— Я не буду смотреть вам в глаза!
— Даю вам слово, что не буду вас зачаровывать. Сегодня ночью можете спокойно смотреть в мои глаза. Клянусь вам. — Он метнул взгляд на машину, медленно приближающуюся к нам. — Если вмешается полиция, я не могу гарантировать судьбу вашей подруги.
Я заставила себя обвиснуть в его объятиях, дав своему телу прильнуть к нему. Сердце стучало, как на бегу. Потом я поняла, что это не мое сердце стучит. Пульс Жан-Клода колотился в моем теле. Я его слышала, ощущала, почти сжимала в руке. Я взглянула в его лицо. Глаза его были темнейшей синевы, как полночное небо. Темные и живые, но не было ощущения, будто тонешь, они не затягивали. Глаза как глаза.
Лицо его склонилось надо мной, и он шепнул:
— Клянусь вам.
Он собирался меня поцеловать. Я не хотела. Но еще меньше я хотела, чтобы полицейские остановились и стали задавать вопросы. Не хотела объяснять порванную блузку и пятна крови.
Губы его нерешительно застыли над моим ртом. Громко отдавалось у меня в голове биение его сердца, пульс его ускорялся, и дыхание мое прерывалось тяжестью его жажды.
Громко отдавалось у меня в голове биение его сердца, пульс его ускорялся, и дыхание мое прерывалось тяжестью его жажды.
Губы его были шелковисты, язык — быстрой влагой. Я попыталась оторваться и почувствовала его руку у себя на затылке.
Нас накрыло полицейским прожектором. Я обвисла в руках Жан-Клода, давая ему себя целовать. Рты наши прижались друг к другу. Языком я нащупала гладкую твердость клыков. Я отодвинулась, и он меня отпустил. Тут же он прижал меня лицом к своей груди, я почувствовала, как он дрожит. И не от дождя.
Дыхание его было отрывистым, сердце колотилось. Гладкая шероховатость шрама уперлась мне в щеку.
Голод его окатил меня бешеной волной, как жар. Раньше он его от меня прятал.
— Жан-Клод! — Я даже не пыталась скрыть свой страх.
— Тише.
По его телу пробежала крупная дрожь, с шумом вырвалось дыхание. Он отпустил меня так резко, что я пошатнулась и оступилась.
Он отошел прочь, прислонился к припаркованной машине и поднял лицо к дождю. Я все еще чувствовала биение его сердца. Никогда я не ощущала так своего пульса, пульса крови, текущей по моим жилам. Обхватив себя руками, я задрожала под горячим дождем.

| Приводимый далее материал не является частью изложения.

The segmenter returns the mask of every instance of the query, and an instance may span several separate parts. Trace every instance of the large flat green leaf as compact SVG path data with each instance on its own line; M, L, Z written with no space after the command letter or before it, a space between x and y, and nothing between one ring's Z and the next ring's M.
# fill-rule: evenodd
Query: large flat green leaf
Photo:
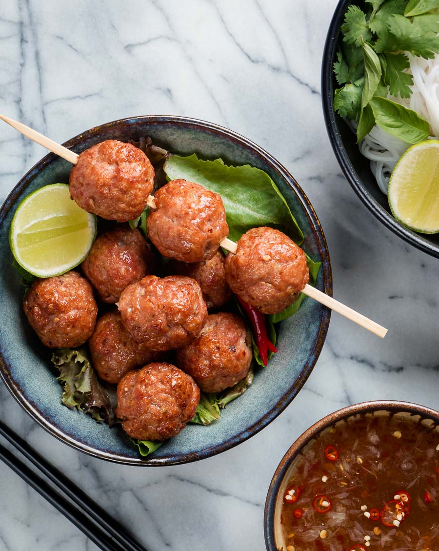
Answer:
M287 234L297 245L303 234L286 202L263 170L245 165L228 166L220 159L203 161L191 155L173 155L164 169L170 180L195 182L218 193L227 214L230 239L236 241L251 228L269 226Z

Полицейская машина скрылась в полумраке уличных фонарей. Минут, может быть, через пять Жан-Клод выпрямился. Я больше не чувствовала биения его сердца, а мой собственный пульс стучал медленно и мерно. Что бы тут ни произошло, оно уже кончилось.
Он прошел мимо меня и позвал через плечо:
— Идемте, Николаос ждет нас внутри.
Я прошла в дверь вслед за ним. Он не пытался взять меня за руку. Даже держался на таком расстоянии, чтобы мы не могли друг друга коснуться, пока я шла за ним через маленький квадратный вестибюль. За конторкой сидел мужчина человек. Он оторвал глаза от журнала, скользнул взглядом по Жан-Клоду и с вожделением уставился на меня.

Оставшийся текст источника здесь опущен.